I audited my own "validated" backtest and found the Sharpe I'd been quoting was wrong by 7x. Here's the full teardown.
Six years of QQQ opening-range-breakout data, 112 raw trades, a filter waterfall, a loss autopsy, and a stress test aimed at the exact failure mode that gets backtests torn apart here. Posting the whole thing because I'd rather get this checked before real money touches it than after.

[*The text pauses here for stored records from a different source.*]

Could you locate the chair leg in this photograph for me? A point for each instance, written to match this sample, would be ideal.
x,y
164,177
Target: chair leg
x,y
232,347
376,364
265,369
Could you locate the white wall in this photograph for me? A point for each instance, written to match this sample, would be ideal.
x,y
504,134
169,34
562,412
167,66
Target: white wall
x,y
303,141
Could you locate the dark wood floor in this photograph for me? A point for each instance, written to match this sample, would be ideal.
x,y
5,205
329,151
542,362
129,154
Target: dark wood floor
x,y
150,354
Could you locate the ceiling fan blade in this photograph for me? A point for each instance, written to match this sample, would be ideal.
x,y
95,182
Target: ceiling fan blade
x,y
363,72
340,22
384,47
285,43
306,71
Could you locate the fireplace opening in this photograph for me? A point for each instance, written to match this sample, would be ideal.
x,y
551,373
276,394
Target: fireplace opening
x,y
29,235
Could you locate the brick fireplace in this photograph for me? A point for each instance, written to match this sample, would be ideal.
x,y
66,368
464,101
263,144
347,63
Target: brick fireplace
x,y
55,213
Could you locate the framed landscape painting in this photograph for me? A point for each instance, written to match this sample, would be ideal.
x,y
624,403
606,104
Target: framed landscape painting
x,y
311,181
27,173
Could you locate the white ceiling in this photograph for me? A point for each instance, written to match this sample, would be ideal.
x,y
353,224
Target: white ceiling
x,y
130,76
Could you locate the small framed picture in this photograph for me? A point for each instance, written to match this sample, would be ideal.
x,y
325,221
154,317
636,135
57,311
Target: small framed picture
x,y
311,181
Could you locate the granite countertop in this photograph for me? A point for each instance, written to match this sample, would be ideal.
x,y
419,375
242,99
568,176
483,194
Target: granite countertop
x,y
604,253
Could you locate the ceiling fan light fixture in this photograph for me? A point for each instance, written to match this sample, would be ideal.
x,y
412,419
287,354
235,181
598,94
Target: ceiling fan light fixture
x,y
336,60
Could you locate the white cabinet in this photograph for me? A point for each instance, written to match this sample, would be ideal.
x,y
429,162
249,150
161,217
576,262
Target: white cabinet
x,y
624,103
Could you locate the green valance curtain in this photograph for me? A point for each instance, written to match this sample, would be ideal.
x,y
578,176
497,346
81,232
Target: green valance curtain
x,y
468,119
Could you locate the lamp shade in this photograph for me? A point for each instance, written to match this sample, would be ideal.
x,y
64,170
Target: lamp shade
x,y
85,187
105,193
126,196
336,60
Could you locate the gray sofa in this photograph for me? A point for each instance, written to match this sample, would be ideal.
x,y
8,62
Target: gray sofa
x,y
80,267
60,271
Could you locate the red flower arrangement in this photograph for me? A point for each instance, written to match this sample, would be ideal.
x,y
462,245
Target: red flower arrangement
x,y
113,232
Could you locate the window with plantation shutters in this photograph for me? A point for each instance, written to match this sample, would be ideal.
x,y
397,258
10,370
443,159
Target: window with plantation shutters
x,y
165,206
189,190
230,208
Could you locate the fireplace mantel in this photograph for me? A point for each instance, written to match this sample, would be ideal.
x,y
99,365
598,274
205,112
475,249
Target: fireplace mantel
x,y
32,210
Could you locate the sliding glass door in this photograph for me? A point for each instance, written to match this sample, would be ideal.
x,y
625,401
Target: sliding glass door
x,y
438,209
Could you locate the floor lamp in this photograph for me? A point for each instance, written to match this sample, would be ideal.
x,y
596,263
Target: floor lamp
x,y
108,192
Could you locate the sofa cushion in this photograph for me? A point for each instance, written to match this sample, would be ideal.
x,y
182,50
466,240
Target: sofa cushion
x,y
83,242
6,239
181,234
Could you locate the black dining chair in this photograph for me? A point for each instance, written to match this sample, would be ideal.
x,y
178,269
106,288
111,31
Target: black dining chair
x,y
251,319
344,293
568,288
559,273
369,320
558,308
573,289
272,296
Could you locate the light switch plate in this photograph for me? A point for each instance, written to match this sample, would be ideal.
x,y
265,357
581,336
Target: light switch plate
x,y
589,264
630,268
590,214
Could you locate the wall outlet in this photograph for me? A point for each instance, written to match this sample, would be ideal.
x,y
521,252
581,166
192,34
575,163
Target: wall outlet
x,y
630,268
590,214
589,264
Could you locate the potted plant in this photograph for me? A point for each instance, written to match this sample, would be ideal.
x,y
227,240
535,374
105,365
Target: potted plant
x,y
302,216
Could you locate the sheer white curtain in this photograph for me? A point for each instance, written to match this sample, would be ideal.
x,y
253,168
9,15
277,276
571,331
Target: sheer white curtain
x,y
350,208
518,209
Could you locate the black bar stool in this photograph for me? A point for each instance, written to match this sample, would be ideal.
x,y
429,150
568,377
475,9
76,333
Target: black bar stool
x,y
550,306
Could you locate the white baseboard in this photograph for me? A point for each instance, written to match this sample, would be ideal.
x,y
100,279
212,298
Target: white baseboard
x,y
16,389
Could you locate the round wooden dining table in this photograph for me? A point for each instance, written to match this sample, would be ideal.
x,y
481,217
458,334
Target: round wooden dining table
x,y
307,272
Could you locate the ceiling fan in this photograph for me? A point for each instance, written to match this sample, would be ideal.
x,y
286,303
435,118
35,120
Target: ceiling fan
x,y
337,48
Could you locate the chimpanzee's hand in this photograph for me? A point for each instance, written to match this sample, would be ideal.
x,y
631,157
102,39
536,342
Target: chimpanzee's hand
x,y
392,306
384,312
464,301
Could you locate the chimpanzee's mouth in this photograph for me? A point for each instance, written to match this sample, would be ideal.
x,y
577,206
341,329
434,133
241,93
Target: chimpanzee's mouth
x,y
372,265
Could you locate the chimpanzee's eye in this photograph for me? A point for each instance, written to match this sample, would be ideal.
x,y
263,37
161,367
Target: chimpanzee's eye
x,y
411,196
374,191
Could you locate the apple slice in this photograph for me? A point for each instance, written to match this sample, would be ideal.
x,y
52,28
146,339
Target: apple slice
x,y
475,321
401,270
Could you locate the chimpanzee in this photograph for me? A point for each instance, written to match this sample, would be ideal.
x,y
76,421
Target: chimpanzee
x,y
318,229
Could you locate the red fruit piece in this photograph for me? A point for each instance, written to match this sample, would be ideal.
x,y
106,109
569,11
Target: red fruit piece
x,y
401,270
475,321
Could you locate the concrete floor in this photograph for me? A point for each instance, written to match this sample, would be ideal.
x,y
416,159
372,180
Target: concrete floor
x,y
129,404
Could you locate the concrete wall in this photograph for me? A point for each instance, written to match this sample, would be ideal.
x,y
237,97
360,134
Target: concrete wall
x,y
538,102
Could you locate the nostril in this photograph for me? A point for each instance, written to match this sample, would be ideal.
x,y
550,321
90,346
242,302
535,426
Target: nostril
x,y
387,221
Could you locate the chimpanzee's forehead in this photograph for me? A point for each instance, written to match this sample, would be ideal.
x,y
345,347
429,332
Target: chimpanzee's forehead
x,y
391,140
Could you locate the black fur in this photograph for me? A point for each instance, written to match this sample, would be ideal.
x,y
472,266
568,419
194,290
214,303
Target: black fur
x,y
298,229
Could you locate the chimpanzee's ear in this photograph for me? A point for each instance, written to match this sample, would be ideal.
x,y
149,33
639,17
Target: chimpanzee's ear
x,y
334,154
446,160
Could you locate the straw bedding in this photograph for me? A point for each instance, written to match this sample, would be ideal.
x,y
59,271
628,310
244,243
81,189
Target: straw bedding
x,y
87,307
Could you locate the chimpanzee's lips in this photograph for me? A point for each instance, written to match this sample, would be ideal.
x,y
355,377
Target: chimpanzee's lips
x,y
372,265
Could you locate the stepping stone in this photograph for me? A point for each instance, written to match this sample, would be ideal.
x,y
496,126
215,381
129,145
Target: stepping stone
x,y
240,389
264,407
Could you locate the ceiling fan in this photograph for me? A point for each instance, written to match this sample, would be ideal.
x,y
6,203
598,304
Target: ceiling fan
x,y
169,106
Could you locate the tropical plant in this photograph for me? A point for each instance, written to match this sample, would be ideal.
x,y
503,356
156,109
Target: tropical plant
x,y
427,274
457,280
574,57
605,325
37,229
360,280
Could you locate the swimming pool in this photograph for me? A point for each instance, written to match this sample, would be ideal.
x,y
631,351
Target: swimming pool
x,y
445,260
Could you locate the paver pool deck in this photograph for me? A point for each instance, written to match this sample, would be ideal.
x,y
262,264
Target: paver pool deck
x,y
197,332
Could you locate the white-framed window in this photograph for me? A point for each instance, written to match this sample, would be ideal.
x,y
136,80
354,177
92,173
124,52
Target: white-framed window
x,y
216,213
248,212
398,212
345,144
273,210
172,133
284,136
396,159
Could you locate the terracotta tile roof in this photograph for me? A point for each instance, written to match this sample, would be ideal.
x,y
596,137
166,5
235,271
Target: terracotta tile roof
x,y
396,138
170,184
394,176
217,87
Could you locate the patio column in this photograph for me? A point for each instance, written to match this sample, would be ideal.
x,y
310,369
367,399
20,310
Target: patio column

Setup: Solo build, systematic ORB on QQQ/NQ, no ML, deterministic rules only (regime gate, day-of-week filter, signal grade, opening range breakout). Going live on a funded futures account shortly, which is why I spent this weekend trying to break my own numbers before someone else did it for me.
The Sharpe was wrong
Original claim: 3.50 Sharpe. Sounded great. Turned out the annualization method was undocumented and effectively assumed daily trading frequency on a system that fires roughly 10 times a year. Recomputed properly:
- Per-trade Sharpe (mean_R / std_R): 0.49
- Correctly annualized for actual trade frequency: 1.54
3.50 was fiction. 1.54 is defensible. Retired the old number everywhere, including my own notes, and documented the methodology so it's reproducible.
The filter waterfall (112 raw trades → 59 filtered)
| Stage | Trades | Win Rate | EV/trade | Sharpe | Max DD |
|---|---|---|---|---|---|
| Raw | 112 | 48.2% | +0.888R | 0.27 | 6.8R |
| + Calendar guard (FOMC/NFP/CPI) | 109 | 48.6% | +0.912R | 0.27 | 6.8R |
| + Friday blocked | 80 | 53.8% | +1.246R | 0.33 | 4.0R |
| + Wed BULL blocked | 70 | 58.6% | +1.479R | 0.37 | 4.0R |
| + Wed BEAR retained only | 61 | 62.3% | +1.539R | 0.38 | 3.0R |
| + Signal grade filter (4-confirmation alignment) | 59 | 57.6% | +0.987R | 0.49 | 3.0R |
Biggest single lever: the Friday filter alone accounts for ~38% of the total edge improvement from raw to final. Friday trades averaged -0.042R across 30 occurrences, essentially free money to remove. Everything else (day-of-week regime interaction, signal grading) matters, but nowhere near as much as just not trading on Fridays.
Loss autopsy—where does the edge actually die
Ran a structural post-mortem on all 59 filtered trades, winners and losers, looking for taxonomy rather than a magic filter (I know curve-fitting a "what-would-have-avoided-this-loss" rule off 25 losses is how people fool themselves, so I explicitly didn't do that, see below).
25 losses broke into three types:
- Target-miss reversals (13, 52%): reached ≥1R in favor, then reversed to a full stop
- Slow bleed (11, 44%): sideways chop, stopped late, no real signal
- Immediate reversal (1, 4%): stopped within 3 bars, the classic fakeout, essentially absent
The 52% figure was the interesting one. Half the losses weren't bad entries, they were good entries the market later took back.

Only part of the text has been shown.